Tenemos que ver que el programa sea ambicioso y exhaustivo para abordar los principales problemas de Alcorcón. Aunque la mayoría de sus propuestas, si no todas, serán objeto de aguerridos debates, l@s vecin@s de Alcorcón debemos exigir que los líderes políticos pasen del disenso al consenso y del debate a la acción en los temas claves, de lo cual dependerá el éxito o el fracaso de la regeneración política tan necesaria en Alcorcón.

Necesitamos un cambio en Alcorcón. La política cascallanil está agotada. Me lo imagino melancólico en su soledad. Desvelado, ante el inevitable derrumbe de su falsa revolución. Pero él solo se lo ha buscado. Ponerse de espaldas a l@s vecin@s tiene un coste político. Y ya queda menos para cobrarlo.

En un esfuerzo para mantener el ánimo en sus huestes perfila sus nuevas estrategias para el mantenimiento del poder. Estas actitudes marcan su paso hacia su muerte política. Lamentándolo por él, su obsesión de poder no le permiten ver que a pesar de todo, dentro de la democracia tiene oportunidades. La democracia es amplia y hasta permisiva.

En su desesperación no comprende que puede sobrevivir en la política. Para ello debe comenzar por aceptar la realidad que está viviendo. Entender que l@s vecin@s que de una manera mayoritaria y apasionada se le oponen, tienen sus razones. Que no son una turba de engañados por la oligarquía y la oposición. Que Alcorcón no puede manejarse con mensajes maniqueos donde los buenos son todos los que me apoyan y los malos el resto.

La supervivencia política de Cascallana, dependerá fundamentalmente de aceptar que los adversarios se merecen respeto y l@s vecin@s también. Que las mayorías deciden, incluso cuando en nuestro fuero interno pensemos que están equivocados.

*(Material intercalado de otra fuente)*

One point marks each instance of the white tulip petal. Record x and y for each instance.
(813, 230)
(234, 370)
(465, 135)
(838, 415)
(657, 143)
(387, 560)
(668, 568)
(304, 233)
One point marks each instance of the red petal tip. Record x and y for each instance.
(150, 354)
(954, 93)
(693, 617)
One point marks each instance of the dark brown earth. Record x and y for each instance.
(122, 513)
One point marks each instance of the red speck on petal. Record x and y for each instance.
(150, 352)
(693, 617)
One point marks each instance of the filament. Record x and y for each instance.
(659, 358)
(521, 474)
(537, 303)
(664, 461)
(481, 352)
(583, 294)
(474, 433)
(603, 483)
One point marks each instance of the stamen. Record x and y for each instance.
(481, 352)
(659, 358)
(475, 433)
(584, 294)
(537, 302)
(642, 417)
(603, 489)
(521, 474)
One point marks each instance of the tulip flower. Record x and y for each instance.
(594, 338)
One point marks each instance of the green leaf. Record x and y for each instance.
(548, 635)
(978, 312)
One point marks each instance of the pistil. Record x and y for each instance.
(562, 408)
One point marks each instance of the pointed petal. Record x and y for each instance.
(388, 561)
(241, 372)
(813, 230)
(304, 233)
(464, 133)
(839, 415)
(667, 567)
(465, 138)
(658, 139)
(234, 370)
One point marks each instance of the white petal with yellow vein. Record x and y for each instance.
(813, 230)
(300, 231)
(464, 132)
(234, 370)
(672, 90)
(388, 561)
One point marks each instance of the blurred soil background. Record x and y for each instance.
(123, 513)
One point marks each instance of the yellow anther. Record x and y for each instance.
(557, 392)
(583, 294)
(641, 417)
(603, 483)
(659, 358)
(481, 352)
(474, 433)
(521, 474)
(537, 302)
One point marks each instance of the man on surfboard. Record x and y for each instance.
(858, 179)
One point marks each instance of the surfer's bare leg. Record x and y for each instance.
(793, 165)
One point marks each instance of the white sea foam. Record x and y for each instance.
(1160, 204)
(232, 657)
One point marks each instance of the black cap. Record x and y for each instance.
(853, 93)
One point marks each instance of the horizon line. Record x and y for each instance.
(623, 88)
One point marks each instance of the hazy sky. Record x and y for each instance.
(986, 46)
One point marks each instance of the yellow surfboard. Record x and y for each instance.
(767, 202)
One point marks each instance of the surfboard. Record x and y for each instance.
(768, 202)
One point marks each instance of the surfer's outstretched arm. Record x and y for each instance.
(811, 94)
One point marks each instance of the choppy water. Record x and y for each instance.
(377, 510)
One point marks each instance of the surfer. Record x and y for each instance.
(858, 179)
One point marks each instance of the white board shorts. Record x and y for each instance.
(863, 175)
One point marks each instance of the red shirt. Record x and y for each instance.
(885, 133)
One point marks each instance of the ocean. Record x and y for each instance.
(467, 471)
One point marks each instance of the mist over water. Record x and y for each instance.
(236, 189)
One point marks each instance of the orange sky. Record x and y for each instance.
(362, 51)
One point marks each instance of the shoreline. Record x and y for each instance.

En este escenario debe comprender que su supervivencia dependerá de aceptar las decisiones de l@s vecin@s y volver a ocupar un lugar en la oposición que vendrá. Por el contrario, si su ambición de poder lo lleva a querer aferrarse a éste por encima de cualquier consideración o escrúpulo, estaremos entonces, presenciado los últimos días de Cascallana en la política de Alcorcón.

2 comentarios:

Anónimo dijo...

El cambio solo es posible si Fernando Diaz se va a su casita con todos los incompetentes que tiene a su lado.
Esperemos que Eperanza aguirre tome pronto la decisión de remodelación de gobierno y se produzcan los cambios anunciados.
Si estos tipos siguen en el PP alcorconero, tenemos senadorzuelo de alcalde para los restos.
¿Dónde está el PP estos días?.
¿Esquiando en Baqueira?.
Venga hombre, todos a su casa!!!
Es una vergüenza que estos señores y señoras, que han cobrado en Diciembre cada uno más de un millón de pesetas, entre sueldo y pagas, estén de vacaciones, sin hacer nada. Mientras ls alcorconeros sufrimos la tiranía del paro y del Alcalde impresentable.
Por favor, a su casa ya!!!!

Anónimo dijo...

Fernando Diaz sabe que tiene los dias contados como portavoz de Alcorcón, como presidente (que viene una gestora de aúpa con viejos amigos suyos) y como candidato (ya toca a una mujer).
Lo que ocurre es que está calladito, porque esa tropilla de pseudoconcejales que ha montado andan con el mosqueo detrás de la oreja, y se le subleban cada dos por tres.
La mayoría de ellos saben que su tiempo se acabó. Y se resignan cobrando el suelazo mensual, madrugando poco, paseando al perrito, y llendo de cañas , o de copas (cuando toca conspirar, aunque hayan cambiado de lugar).
El problema (a Dios gracias), es que en los "nuevos tiempos" que se avecinan, no tienen cabida ninguno de ellos. O casi.